Od stycznia 2020 roku w Ministerstwie Finansów, Infrastruktury i Cyfryzacji toczy się festiwal dokumentów i wyjaśnień, mających na celu zapanowanie nad rynkiem odpłatnego przewozu osób taksówką.
W końcu od czasu, gdy wprowadzono nowelizację ustawy o transporcie drogowym, wiele osób stanowiących prawo w Polsce wierzyło, że przepisami uda się ujarzmić branżę przewozową.

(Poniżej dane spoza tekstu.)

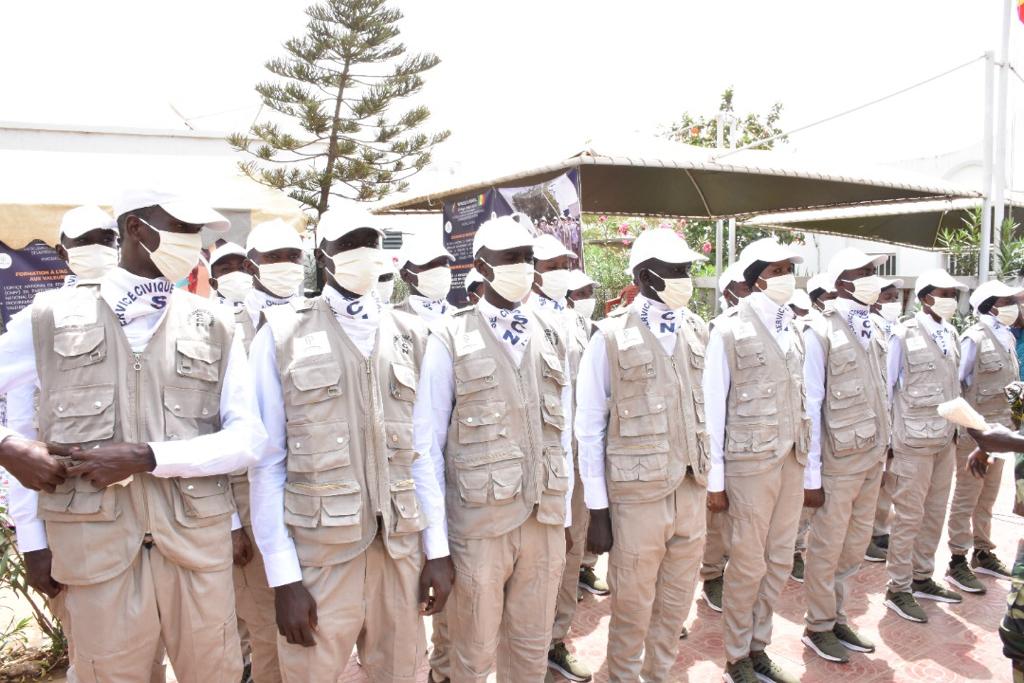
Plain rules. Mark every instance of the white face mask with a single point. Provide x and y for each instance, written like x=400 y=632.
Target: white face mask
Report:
x=944 y=307
x=91 y=261
x=677 y=292
x=282 y=280
x=176 y=254
x=357 y=269
x=866 y=289
x=235 y=286
x=435 y=283
x=385 y=290
x=555 y=284
x=891 y=310
x=779 y=289
x=585 y=307
x=512 y=282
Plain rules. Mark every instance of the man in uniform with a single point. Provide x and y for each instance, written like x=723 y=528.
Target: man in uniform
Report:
x=494 y=409
x=147 y=402
x=848 y=403
x=339 y=503
x=988 y=363
x=643 y=457
x=924 y=356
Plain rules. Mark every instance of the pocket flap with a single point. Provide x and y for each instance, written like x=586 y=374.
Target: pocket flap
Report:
x=70 y=342
x=199 y=350
x=190 y=402
x=82 y=401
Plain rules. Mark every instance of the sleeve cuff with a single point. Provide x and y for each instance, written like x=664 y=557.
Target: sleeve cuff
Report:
x=282 y=567
x=32 y=537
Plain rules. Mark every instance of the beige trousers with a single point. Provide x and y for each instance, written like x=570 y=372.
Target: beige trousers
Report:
x=371 y=601
x=971 y=511
x=566 y=603
x=922 y=491
x=118 y=625
x=257 y=619
x=764 y=510
x=652 y=572
x=716 y=552
x=840 y=531
x=504 y=603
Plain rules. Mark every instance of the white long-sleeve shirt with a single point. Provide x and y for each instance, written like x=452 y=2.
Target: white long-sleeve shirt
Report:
x=267 y=478
x=718 y=379
x=239 y=443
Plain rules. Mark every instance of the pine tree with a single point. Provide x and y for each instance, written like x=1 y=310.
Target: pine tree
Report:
x=338 y=85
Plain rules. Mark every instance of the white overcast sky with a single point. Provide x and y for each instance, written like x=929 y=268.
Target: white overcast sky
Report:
x=534 y=78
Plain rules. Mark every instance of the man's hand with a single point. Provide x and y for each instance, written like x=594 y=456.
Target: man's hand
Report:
x=814 y=498
x=33 y=463
x=599 y=532
x=109 y=464
x=718 y=501
x=435 y=585
x=296 y=613
x=977 y=463
x=242 y=548
x=37 y=566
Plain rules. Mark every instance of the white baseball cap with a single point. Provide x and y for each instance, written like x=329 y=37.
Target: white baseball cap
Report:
x=547 y=247
x=664 y=245
x=851 y=258
x=938 y=279
x=501 y=233
x=81 y=219
x=226 y=249
x=272 y=235
x=187 y=211
x=579 y=280
x=423 y=247
x=339 y=221
x=993 y=288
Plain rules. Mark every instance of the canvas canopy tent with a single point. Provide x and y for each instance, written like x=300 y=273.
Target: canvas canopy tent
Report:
x=910 y=224
x=657 y=177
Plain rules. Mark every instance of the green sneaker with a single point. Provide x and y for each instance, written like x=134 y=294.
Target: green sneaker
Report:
x=712 y=593
x=851 y=639
x=769 y=672
x=591 y=583
x=797 y=572
x=929 y=590
x=961 y=575
x=740 y=672
x=560 y=659
x=904 y=604
x=825 y=645
x=985 y=561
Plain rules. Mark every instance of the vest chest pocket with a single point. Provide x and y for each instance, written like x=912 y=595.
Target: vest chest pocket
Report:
x=318 y=446
x=203 y=501
x=334 y=509
x=474 y=375
x=81 y=415
x=189 y=413
x=198 y=359
x=480 y=421
x=643 y=416
x=636 y=364
x=79 y=347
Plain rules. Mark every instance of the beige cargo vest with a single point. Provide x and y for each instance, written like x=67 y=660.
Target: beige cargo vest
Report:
x=656 y=427
x=766 y=412
x=855 y=419
x=504 y=457
x=929 y=379
x=994 y=368
x=95 y=390
x=349 y=432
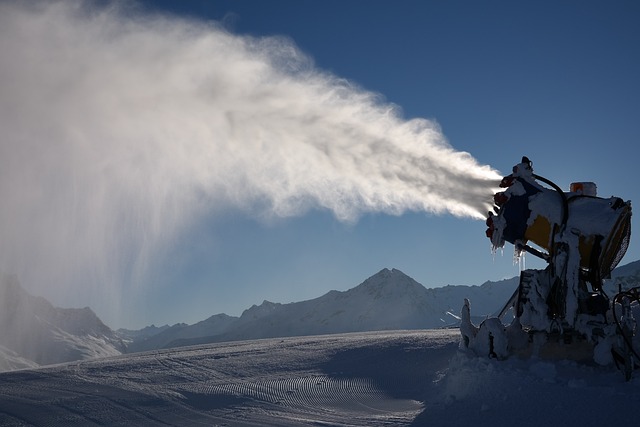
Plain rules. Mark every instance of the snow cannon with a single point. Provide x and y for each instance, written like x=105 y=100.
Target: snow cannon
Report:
x=562 y=311
x=529 y=212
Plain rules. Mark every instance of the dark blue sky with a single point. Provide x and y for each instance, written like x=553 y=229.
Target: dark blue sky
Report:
x=556 y=81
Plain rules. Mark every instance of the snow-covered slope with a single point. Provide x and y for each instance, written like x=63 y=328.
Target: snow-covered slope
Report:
x=32 y=331
x=394 y=378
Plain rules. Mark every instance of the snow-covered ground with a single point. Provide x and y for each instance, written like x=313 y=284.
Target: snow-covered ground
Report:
x=359 y=379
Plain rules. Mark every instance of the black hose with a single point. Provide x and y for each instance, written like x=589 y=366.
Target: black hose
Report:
x=565 y=202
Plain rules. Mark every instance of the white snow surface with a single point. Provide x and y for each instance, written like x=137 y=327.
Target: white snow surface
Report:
x=391 y=378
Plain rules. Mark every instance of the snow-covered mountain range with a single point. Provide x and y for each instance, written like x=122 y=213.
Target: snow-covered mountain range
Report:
x=33 y=332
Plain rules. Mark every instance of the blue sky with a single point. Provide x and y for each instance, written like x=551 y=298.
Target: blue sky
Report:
x=556 y=81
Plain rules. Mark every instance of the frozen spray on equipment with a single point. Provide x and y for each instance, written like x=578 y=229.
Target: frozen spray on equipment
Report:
x=122 y=130
x=563 y=310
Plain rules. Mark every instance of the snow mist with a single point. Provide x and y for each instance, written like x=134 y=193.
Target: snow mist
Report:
x=120 y=129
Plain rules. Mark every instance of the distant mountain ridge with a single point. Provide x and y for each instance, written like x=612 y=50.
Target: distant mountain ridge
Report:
x=387 y=300
x=33 y=332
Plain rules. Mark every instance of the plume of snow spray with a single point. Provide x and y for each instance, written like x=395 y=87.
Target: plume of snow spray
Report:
x=119 y=129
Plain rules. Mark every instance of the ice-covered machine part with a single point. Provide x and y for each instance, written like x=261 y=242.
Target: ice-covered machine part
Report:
x=561 y=311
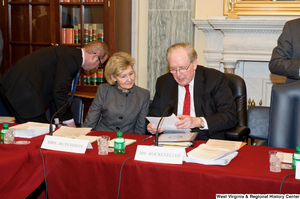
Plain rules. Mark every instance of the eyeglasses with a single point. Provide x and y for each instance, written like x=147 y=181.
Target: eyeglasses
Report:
x=181 y=70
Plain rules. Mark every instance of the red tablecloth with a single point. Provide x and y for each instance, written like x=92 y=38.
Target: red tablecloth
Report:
x=93 y=176
x=90 y=175
x=21 y=170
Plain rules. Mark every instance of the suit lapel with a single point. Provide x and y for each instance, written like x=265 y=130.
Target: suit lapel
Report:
x=198 y=90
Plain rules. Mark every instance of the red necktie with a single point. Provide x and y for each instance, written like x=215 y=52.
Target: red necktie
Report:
x=187 y=101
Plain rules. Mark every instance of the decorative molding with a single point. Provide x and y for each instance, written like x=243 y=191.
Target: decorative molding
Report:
x=244 y=47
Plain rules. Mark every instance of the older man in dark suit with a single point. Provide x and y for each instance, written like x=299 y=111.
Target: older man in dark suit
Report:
x=203 y=100
x=43 y=77
x=285 y=58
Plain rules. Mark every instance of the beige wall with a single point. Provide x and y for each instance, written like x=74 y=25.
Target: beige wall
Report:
x=203 y=8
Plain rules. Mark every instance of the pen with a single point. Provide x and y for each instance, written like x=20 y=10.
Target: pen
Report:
x=147 y=138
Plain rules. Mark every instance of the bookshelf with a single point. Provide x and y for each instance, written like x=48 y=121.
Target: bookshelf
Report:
x=29 y=25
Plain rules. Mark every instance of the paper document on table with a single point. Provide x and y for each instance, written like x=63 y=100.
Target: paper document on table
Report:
x=168 y=123
x=207 y=155
x=225 y=144
x=71 y=132
x=127 y=142
x=4 y=119
x=90 y=138
x=31 y=129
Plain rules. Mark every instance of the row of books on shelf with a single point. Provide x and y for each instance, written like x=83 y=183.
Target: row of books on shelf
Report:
x=93 y=77
x=78 y=1
x=73 y=35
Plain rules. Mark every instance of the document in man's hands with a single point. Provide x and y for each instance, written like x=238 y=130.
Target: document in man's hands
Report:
x=209 y=154
x=168 y=123
x=177 y=139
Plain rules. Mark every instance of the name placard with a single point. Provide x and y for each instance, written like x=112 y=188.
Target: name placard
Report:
x=65 y=144
x=297 y=170
x=170 y=155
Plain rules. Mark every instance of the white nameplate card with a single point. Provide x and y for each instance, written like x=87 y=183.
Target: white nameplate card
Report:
x=297 y=170
x=170 y=155
x=65 y=144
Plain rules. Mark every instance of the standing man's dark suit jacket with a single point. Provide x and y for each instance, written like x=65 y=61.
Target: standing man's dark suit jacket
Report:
x=42 y=77
x=285 y=58
x=212 y=98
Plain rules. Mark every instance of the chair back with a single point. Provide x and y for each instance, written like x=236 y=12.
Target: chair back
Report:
x=77 y=110
x=284 y=125
x=238 y=88
x=3 y=111
x=258 y=122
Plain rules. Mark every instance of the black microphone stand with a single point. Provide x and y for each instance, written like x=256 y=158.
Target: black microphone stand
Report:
x=156 y=134
x=51 y=121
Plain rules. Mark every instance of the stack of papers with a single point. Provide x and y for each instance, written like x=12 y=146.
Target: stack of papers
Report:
x=177 y=139
x=31 y=129
x=71 y=132
x=214 y=152
x=4 y=119
x=168 y=123
x=127 y=142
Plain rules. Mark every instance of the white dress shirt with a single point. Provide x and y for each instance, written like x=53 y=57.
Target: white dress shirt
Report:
x=181 y=96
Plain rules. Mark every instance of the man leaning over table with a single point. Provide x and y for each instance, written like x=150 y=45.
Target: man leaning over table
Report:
x=208 y=106
x=42 y=79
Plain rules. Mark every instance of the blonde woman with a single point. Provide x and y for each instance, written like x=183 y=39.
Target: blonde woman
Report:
x=119 y=105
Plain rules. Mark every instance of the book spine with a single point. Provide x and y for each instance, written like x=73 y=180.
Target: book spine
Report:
x=99 y=76
x=75 y=34
x=79 y=33
x=90 y=33
x=86 y=34
x=63 y=35
x=94 y=32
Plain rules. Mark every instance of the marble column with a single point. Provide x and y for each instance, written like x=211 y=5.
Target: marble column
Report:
x=169 y=23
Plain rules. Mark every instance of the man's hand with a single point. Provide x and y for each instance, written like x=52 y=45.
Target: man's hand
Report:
x=152 y=129
x=188 y=122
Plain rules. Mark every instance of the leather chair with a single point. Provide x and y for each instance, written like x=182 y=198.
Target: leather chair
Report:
x=258 y=123
x=284 y=125
x=238 y=89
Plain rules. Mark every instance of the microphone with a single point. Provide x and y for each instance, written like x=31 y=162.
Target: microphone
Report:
x=68 y=102
x=168 y=107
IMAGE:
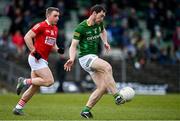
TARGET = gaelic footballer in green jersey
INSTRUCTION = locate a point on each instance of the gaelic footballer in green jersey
(86, 37)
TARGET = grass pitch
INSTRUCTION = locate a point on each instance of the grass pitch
(68, 107)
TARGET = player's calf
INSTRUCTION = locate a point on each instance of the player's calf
(18, 111)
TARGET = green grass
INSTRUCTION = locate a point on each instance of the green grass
(68, 107)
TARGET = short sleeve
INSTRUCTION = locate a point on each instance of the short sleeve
(77, 33)
(37, 28)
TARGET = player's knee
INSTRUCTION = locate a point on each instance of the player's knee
(102, 89)
(49, 82)
(108, 68)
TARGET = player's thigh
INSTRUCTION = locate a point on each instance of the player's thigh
(34, 75)
(98, 79)
(45, 74)
(101, 65)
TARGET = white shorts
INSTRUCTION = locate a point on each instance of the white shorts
(86, 62)
(36, 65)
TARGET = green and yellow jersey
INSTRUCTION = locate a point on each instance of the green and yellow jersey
(88, 37)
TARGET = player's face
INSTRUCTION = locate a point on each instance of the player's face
(99, 17)
(54, 17)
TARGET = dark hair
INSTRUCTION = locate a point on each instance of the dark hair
(97, 8)
(49, 10)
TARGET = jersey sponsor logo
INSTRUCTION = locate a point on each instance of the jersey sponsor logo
(36, 26)
(50, 41)
(76, 34)
(93, 37)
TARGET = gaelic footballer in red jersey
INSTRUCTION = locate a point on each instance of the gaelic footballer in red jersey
(41, 40)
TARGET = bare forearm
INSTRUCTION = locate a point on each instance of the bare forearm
(29, 43)
(104, 36)
(55, 48)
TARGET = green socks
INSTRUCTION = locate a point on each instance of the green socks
(86, 109)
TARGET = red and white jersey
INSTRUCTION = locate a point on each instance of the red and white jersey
(45, 38)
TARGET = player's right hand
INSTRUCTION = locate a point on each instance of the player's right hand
(68, 65)
(37, 55)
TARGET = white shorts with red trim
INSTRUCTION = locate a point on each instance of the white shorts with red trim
(36, 65)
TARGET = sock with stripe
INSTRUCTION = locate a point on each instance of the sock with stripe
(20, 104)
(86, 109)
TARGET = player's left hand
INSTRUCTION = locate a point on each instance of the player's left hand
(107, 46)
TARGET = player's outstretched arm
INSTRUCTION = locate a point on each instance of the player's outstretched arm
(29, 40)
(72, 54)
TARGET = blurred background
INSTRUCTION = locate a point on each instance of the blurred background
(144, 37)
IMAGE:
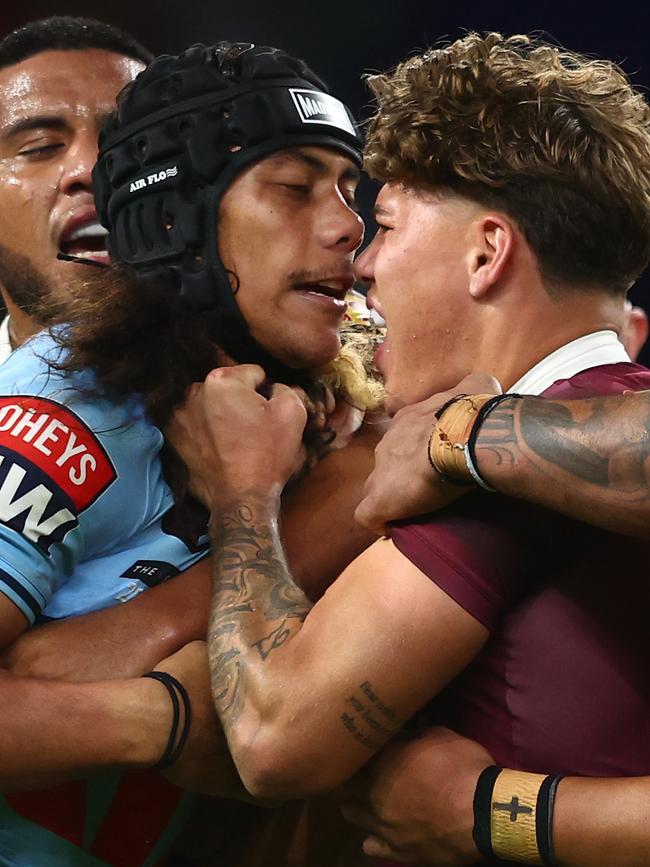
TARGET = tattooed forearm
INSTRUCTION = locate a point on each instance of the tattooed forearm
(256, 606)
(367, 718)
(556, 452)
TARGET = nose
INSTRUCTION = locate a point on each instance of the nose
(364, 265)
(79, 161)
(341, 227)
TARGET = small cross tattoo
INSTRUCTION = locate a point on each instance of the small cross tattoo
(513, 808)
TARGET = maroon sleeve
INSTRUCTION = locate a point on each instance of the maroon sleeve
(481, 553)
(488, 551)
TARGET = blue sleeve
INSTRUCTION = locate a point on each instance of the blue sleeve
(61, 454)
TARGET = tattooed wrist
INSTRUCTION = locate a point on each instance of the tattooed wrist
(256, 606)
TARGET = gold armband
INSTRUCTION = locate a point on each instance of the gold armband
(450, 436)
(513, 816)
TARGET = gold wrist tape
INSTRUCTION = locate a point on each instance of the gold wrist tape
(450, 435)
(513, 815)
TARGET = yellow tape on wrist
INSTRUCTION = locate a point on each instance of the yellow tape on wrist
(513, 816)
(450, 436)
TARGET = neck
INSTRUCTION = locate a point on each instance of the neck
(21, 325)
(515, 340)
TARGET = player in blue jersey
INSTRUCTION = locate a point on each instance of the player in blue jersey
(85, 510)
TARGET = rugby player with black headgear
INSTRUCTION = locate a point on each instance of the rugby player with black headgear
(87, 513)
(477, 265)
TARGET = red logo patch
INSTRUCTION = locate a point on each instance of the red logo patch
(59, 443)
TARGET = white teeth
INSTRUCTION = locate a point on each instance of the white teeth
(89, 230)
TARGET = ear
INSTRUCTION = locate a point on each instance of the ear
(635, 330)
(493, 242)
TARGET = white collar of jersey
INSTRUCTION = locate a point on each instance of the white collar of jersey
(592, 350)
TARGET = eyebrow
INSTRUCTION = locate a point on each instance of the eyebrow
(25, 124)
(314, 162)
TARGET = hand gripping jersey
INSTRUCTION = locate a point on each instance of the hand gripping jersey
(84, 511)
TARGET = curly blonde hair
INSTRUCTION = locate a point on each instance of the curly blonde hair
(558, 141)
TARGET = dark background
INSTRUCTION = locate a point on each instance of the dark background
(342, 40)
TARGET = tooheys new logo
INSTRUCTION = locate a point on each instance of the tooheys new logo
(52, 467)
(313, 106)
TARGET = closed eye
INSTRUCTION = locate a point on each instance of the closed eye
(41, 150)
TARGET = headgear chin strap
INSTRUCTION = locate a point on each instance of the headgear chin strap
(181, 133)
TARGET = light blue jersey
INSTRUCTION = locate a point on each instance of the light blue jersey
(82, 496)
(86, 521)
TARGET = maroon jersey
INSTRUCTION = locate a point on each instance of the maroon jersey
(562, 684)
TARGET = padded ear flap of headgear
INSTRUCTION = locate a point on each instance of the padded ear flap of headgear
(181, 132)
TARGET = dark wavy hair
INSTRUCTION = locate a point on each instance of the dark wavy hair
(68, 33)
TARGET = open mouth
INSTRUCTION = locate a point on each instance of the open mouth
(330, 292)
(86, 241)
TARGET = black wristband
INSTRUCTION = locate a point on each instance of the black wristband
(482, 414)
(481, 832)
(544, 819)
(175, 742)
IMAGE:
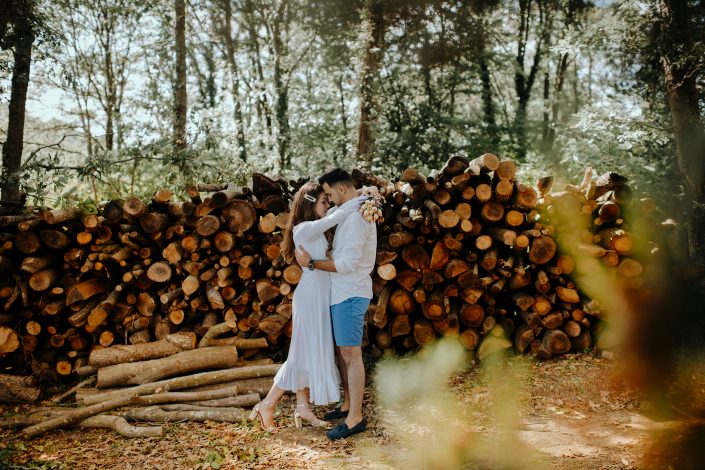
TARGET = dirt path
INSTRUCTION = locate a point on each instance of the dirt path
(571, 413)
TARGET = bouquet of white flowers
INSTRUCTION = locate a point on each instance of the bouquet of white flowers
(371, 210)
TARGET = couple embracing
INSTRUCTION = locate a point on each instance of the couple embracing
(329, 305)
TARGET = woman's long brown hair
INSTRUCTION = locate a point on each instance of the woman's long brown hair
(301, 210)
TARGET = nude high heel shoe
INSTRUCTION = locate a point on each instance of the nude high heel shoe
(257, 414)
(298, 419)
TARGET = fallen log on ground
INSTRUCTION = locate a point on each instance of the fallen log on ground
(136, 373)
(189, 381)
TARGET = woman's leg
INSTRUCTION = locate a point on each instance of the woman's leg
(266, 407)
(304, 410)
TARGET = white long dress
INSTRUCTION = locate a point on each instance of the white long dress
(311, 359)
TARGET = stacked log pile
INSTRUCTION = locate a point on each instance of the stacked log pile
(137, 273)
(162, 389)
(466, 254)
(613, 237)
(467, 251)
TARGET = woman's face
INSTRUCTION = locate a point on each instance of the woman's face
(322, 205)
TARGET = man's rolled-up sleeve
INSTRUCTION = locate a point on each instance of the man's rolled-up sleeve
(351, 249)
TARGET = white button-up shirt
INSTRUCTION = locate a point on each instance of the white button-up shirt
(354, 253)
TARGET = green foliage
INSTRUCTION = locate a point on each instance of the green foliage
(446, 84)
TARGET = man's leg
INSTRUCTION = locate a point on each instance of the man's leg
(340, 362)
(352, 356)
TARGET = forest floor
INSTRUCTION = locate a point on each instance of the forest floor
(571, 413)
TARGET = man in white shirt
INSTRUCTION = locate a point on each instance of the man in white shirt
(354, 252)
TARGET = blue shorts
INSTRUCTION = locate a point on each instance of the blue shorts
(348, 317)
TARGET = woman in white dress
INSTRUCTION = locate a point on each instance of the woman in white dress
(310, 368)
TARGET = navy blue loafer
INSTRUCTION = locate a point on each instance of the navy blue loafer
(342, 431)
(335, 414)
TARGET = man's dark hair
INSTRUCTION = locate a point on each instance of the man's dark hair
(336, 175)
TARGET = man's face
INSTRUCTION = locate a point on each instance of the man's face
(333, 193)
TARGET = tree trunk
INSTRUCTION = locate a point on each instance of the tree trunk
(230, 46)
(681, 77)
(12, 149)
(180, 83)
(372, 58)
(282, 88)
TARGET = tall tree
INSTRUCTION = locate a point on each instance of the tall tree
(372, 52)
(682, 67)
(281, 20)
(524, 80)
(180, 104)
(17, 33)
(235, 77)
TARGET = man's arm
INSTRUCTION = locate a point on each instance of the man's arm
(302, 257)
(350, 252)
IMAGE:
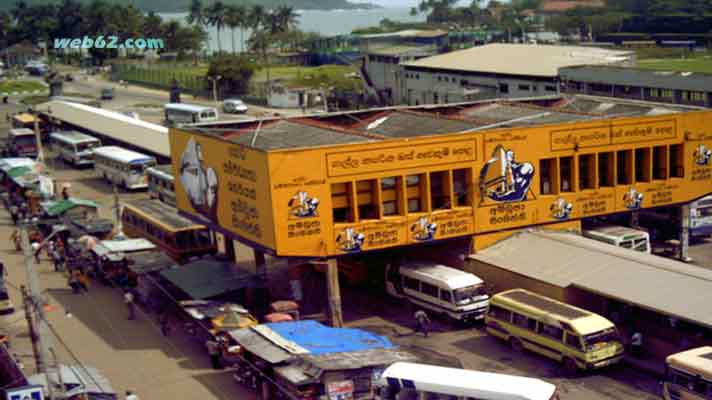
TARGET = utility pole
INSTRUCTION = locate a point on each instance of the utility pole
(117, 207)
(38, 137)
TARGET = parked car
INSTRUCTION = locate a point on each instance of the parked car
(234, 106)
(107, 94)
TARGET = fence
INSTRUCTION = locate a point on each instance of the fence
(161, 77)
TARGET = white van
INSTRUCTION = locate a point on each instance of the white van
(620, 236)
(446, 290)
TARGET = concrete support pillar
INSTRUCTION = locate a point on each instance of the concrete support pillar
(260, 263)
(685, 232)
(229, 248)
(332, 285)
(634, 220)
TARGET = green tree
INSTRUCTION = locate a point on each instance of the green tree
(235, 72)
(216, 17)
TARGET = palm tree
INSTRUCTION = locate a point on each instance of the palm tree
(233, 19)
(288, 18)
(216, 18)
(196, 15)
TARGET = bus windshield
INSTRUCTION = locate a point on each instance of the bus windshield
(467, 294)
(600, 338)
(86, 146)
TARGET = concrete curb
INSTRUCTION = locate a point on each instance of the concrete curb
(21, 93)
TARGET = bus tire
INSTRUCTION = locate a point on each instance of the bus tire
(570, 367)
(516, 344)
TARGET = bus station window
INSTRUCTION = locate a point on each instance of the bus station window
(606, 170)
(677, 165)
(547, 183)
(573, 340)
(624, 167)
(460, 185)
(367, 203)
(587, 171)
(440, 190)
(414, 187)
(552, 332)
(566, 174)
(660, 162)
(642, 165)
(390, 188)
(341, 200)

Ustawa o transporcie drogowym z 2019 roku miała być latarnią morską dla zagubionych w chaosie, wyznaczającą równą i przejrzystą drogę dla wszystkich taksówkarzy, tych starych i tych nowych przewoźników pracujących dla firm aplikacyjnych. Od 1 stycznia 2020 r. nowe zasady miały zapewnić spokój, harmonię, równą grę na rynku odpłatnego przewozu osób. W teorii każdy miał zyskać bezpieczeństwo finansowe, przejrzystość funkcjonowania i rywalizację fair play. Ale czy istotnie tak się stało?
Zamiast latarni morskiej wyznaczającej kierunek mamy wiecznie migoczące światło błądzące i gasnące w ciemności. Zamiast harmonii, zapanował wydawać by się mogło jeszcze większy chaos. Uber i inne podobne firmy wraz z partnerami flotowymi świadczącymi usługi pod szyldem Uber, Bolt i FreeNow zdają się nadal wymykać wszelkim regulacjom.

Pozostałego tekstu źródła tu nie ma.